Focusing on W. G. Sebald's four works of prose fiction-The Rings of Saturn, Vertigo, The Emigrants, and Austerlitz-Russell J. A. Kilbourn traces the author's abiding preoccupation with redemption in a world that has been described as postsecular. He shows that Sebald's work stands between modernism's ironic hopes for redemption and whatever comes after.
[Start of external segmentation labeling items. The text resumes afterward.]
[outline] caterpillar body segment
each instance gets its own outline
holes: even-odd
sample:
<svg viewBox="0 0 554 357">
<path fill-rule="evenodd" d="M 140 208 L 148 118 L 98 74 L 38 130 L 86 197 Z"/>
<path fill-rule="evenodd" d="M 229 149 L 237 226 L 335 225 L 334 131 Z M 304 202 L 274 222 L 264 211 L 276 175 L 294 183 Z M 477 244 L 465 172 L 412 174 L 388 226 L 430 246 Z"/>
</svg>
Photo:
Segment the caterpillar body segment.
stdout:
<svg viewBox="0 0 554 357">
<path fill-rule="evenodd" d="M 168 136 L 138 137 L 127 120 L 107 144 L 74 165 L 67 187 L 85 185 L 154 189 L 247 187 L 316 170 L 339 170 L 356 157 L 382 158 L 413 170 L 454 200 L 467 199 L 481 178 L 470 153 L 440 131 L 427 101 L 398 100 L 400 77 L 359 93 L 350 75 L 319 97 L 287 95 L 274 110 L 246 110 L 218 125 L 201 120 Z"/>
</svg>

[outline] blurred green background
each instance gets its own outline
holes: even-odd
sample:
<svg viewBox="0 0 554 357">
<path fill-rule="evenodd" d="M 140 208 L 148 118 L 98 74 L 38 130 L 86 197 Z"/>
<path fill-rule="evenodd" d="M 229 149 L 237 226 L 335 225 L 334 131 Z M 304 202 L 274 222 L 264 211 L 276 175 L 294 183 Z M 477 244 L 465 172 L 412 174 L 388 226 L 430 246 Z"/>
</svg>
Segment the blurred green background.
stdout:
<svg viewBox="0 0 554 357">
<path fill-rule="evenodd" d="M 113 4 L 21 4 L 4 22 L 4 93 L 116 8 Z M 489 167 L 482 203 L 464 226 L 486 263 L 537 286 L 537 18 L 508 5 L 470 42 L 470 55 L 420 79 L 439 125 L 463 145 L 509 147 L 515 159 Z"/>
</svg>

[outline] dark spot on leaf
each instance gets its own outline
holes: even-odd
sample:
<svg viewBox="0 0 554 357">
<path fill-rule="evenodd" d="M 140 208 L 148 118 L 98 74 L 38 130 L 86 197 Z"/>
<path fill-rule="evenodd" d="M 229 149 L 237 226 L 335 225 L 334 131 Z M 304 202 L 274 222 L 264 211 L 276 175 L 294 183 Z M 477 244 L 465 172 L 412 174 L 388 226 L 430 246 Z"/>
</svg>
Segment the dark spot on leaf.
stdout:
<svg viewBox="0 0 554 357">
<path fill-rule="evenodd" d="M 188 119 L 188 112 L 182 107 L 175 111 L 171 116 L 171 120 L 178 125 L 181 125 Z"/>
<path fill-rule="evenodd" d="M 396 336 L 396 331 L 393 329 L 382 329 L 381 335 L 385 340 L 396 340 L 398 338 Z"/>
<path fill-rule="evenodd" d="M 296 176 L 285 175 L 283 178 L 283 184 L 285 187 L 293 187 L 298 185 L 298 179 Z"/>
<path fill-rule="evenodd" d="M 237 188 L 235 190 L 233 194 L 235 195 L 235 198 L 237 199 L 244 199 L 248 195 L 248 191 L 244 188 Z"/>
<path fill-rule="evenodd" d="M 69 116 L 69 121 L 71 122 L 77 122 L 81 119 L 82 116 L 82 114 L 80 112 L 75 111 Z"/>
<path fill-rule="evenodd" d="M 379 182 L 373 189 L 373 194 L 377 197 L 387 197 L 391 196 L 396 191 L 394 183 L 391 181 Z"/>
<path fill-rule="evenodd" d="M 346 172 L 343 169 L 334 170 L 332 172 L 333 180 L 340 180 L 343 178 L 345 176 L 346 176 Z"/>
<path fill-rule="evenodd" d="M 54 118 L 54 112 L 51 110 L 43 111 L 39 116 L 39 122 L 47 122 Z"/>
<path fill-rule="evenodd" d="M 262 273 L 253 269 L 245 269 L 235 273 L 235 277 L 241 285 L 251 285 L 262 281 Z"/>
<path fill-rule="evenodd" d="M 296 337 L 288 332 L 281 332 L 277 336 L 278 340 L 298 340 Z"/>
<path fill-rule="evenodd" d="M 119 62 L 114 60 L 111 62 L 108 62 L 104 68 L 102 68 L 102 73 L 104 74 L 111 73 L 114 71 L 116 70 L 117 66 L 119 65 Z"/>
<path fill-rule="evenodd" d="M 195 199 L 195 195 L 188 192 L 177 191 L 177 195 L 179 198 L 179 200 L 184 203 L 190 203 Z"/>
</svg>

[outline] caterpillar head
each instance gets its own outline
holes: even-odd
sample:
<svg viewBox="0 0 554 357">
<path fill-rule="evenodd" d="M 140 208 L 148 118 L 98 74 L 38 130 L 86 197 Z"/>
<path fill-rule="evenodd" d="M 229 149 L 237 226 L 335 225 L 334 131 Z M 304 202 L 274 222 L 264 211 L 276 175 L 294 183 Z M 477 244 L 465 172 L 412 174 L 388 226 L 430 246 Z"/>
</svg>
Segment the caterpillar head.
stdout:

Out of the spectacle of humankind's slow-motion self-destruction, a ""Sebaldian subject""-masculine, melancholic, ironic, potentially queer-emerges across the four prose narratives.
Alongside Sebald studies' traditional subjects, which include memory, historiography, Sebald's critique of an image-based culture, and his highly intermedial poetics, W. G. Sebald's Postsecular Redemption demonstrates Sebald's relevance for affect theory, new materialism, and the posthuman turn. It critiques the possibility of metaphysical or eroto-salvific models of redemption, arguing against the temptation of psychoanalytic interpretations, as Sebald's work of memory rejects the discourse of redemption in favor of restitution.
In its consideration of Sebald's place in twentieth-century literature and after, Kilbourn's book engages with such predecessors as Nabokov, Kafka, Conrad, and Beckett, concluding with comparisons with contemporaries Claudio Magris and Alice Munro.